4Pour préparer les étudiants infirmiers à l’exercice de leur future profession, il paraît logique qu’ils soient supervisés par des personnels expérimentés comme l’exprime Petiot (2010, 7) [6] : « Le soignant est aussi choisi en fonction de l’expertise qu’il possède, en effet les tuteurs novices avec peu d’expertise dans un service ne sont pas alors sollicités pour encadrer les étudiants ». En la circonstance, la composante « expertise » s’impose également. Elle est sous-entendue dans la notion d’« interaction de tutelle », chère au psychologue russe Vygotski, 1985, [7] que Berzin (2009, 3) [8] définit ainsi : « Processus d’assistance de sujets plus expérimentés à l’égard de sujets moins expérimentés, susceptibles d’enrichir les acquisitions de ces derniers ». Une asymétrie en termes de connaissances et de compétences est donc tout naturellement indispensable, toutefois il convient de distinguer un tuteur d’un expert. Ce dernier semble intervenir différemment si l’on se fie aux observations faites par Winnykamen (1996, 18) [9] : « S’avisant de la moindre compétence du partenaire dans une tâche qu’il doit mener à bien, il (l’expert) prend en charge la planification des actions, et leur exécution, en laissant au novice un rôle mineur ». Nous ne sommes effectivement plus dans la relation d’aide, il y a plutôt substitution au sens où l’expert a tendance à réaliser l’activité à la place de la personne mise en situation d’apprentissage qui, dans le cadre de pratiques tutorales, a le statut de « tutoré ». Un dévoiement regrettable que nous avons observé dans le cadre du tutorat scolaire (Baudrit, 1999) [10], mais qu’il n’est pas impossible de rencontrer dans le domaine de la santé. Que les tuteurs soient recrutés en fonction de leur expertise pour former professionnellement d’autres personnes, quoi de plus normal ? Par contre, il y a lieu de s’inquiéter lorsque ceux-ci se comportent comme des experts vis-à-vis de leurs tutorés.
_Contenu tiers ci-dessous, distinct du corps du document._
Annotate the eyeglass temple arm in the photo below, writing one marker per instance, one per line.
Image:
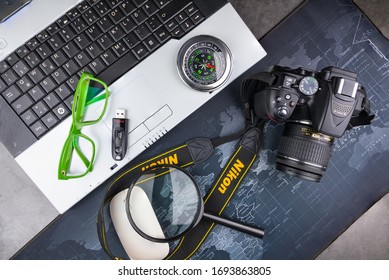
(257, 232)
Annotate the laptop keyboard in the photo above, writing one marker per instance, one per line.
(104, 37)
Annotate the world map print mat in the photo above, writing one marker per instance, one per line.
(301, 218)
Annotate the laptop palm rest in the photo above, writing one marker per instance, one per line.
(141, 101)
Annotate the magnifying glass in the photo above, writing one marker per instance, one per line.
(176, 201)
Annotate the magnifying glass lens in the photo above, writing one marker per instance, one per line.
(164, 203)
5La relation tutorale paraît ainsi faire appel à deux dimensions qui, réunies, donnent forme à ce que Moust, 1993, [11] nomme la « congruence cognitive ». Une union d’ailleurs peu évidente s’agissant de deux dimensions quasi opposées. La première, dite « congruence sociale », marque une certaine proximité entre le tuteur et son tutoré, d’où l’attention portée par le premier envers le second. La deuxième, l’« expertise », révèle au contraire une distance entre l’un et l’autre puisqu’elle est, au moins au départ, seulement du côté du tuteur. Pour cet auteur, il y a là les conditions qui permettent au tuteur d’être sensible aux problèmes rencontrés par son tutoré, d’être à son écoute pour, finalement, pouvoir lui venir en aide. Tel est, selon nous, le profil du tuteur idéal dans le domaine scolaire et très certainement ailleurs. Il est à trouver dans l’alchimie suivante : « L’association de compétences académiques (l’expertise) et de qualités personnelles (la congruence sociale). Ce savant mélange dote la personne d’une qualité très appréciée : la congruence cognitive » (Baudrit, 2000, 51) [12]. Alors que dire du tutorat destiné aux étudiants en soins infirmiers lorsque ceux-ci font leurs stages dans des établissements de santé ?
L’évaluation : un problème ?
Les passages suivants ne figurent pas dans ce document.